Google Investigates a New Approach for Workload Isolation

There’s a delicate balance between isolating workloads based on security requirements while still optimizing for compute and resource efficiency.
Machine isolation is a likely solution, but has had its limitations. Google Senior Staff Reliability Engineer Michal Czapiński and Google Site Reliability Engineering Manager Rainer Wolafka are investigating the way to overcome “the limitations of machine isolation.” In a report to Usenix, they present a new isolation method that they call “Workload Security Rings.”
Workload Security Rings (WSR) classifies the workloads by security requirements and then isolates and enforces each class at the machine boundary. This methodology still keeps sensitive and untrusted workloads on separate machines but introduces a new mid-level class between the two. Sensitive data is remains safe from hardware and software exploits such as zero-day and DDoS attacks but with higher resource utilization.
Czapiński and Wolafka came up with their novel approach in the Google production environment, but said “we believe this general technique will be applicable to other contexts such as Kubernetes.”
Czapiński and Wolafka are incredibly confident that Workload Security Rings provide a solution to the tradeoff of balancing compute requirements and security. The additional scheduling constraints that ask workloads of similar security requirements to form rings keep them from being co-scheduled with jobs of different levels of clearance.
What are Workload Security Rings?
In the simplest case, there are three classes of workloads:
- Sensitive Workloads are mission-critical or sensitive information. The classification is subjective since it ranges from fairly general to incredibly specific for each organization. From the hardening solutions listed below, a technique beyond sandboxing, called Binary Authorization, must be put in place for the data be safe and work correctly. Sensitive workloads can only run on trusted machines.
- Hardened Workloads include trusted data but not sensitive data. The rest of the hardened classification details relate to security controls that are put in place to prevent lateral movement within the cluster. This includes binary authorization, sandboxing, and other approaches. The primary concern with the hardened workload is its effect on other workloads. Hardened workloads are that “middle class” that can run on trusted and untrusted machines. Sensitive workloads can start new jobs on other machines but hardened jobs can’t.

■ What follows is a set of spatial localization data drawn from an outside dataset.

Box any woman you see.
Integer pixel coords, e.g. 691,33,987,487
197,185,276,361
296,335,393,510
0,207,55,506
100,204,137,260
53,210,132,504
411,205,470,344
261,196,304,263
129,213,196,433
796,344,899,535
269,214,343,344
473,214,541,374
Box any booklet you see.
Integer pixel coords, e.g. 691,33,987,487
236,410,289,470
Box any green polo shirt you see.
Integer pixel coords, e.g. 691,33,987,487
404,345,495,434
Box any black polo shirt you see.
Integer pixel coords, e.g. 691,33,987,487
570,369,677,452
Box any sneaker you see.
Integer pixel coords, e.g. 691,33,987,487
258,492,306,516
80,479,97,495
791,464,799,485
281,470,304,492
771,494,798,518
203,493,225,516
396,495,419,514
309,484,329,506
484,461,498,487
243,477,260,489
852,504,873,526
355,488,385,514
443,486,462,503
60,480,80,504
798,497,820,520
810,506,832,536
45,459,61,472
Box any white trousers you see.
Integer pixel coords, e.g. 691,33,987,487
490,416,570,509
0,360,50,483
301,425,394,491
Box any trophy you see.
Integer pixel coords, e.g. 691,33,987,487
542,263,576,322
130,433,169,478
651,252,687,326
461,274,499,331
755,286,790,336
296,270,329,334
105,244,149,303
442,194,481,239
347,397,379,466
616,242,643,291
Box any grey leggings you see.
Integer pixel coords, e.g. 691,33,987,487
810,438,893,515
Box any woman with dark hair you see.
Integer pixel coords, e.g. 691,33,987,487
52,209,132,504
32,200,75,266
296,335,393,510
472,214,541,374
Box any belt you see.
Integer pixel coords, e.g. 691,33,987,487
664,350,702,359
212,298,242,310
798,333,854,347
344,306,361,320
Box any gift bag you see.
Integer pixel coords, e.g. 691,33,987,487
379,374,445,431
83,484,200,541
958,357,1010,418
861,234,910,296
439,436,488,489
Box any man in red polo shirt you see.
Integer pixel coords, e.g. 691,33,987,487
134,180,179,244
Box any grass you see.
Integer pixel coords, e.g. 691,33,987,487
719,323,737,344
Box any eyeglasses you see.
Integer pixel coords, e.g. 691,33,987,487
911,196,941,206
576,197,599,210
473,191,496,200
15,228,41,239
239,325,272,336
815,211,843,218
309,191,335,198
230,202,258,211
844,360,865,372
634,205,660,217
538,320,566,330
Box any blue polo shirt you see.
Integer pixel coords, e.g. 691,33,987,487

- Unhardened Workloads are everything else which includes jobs running untrusted code. These workloads can only run on untrusted machines.
The hardened workloads fill in the resource utilization cracks that result from the scheduling constraints caused by the between the sensitive and unhardened jobs. The larger the hardened class is, the more resource fluctuations can be absorbed without the need to swap any machines from trusted to untrusted or vice versa.
As long as the hardened footprint is large enough, more workload classes can be added as is necessary. Each new class needs a new group of dedicated machines so the hardened class should keep up with appropriate sizing to continue absorbing the fluctuations and using resources effectively.
Czapiński and Wolafka are confident that WSR’s security “gives a strong guarantee that we will never co-schedule sense workloads with ones that are untrusted.” Though hardened workloads are potentially at risk, the ban on remote job creation makes it “prohibitively difficult” for an attacker to move across machines to the trusted pool.
Challenges
This isn’t a plug-and-play system and does require maintenance, the two warn. In attempts to avoid having to migrate machines from one group to another, Czapiński and Wolafka suggest weekly automatic rebalancing to account for a full seven-day cycle.
Here is the one exception to the security guarantee mentioned earlier. There is always a chance of a sudden load spike. This is the one instance that could lead to a temporary lift of scheduling constraints to prevent or mitigate an outage. This increases the risk of lateral movement between rings and “is not a decision to be taken lightly,” the duo writes.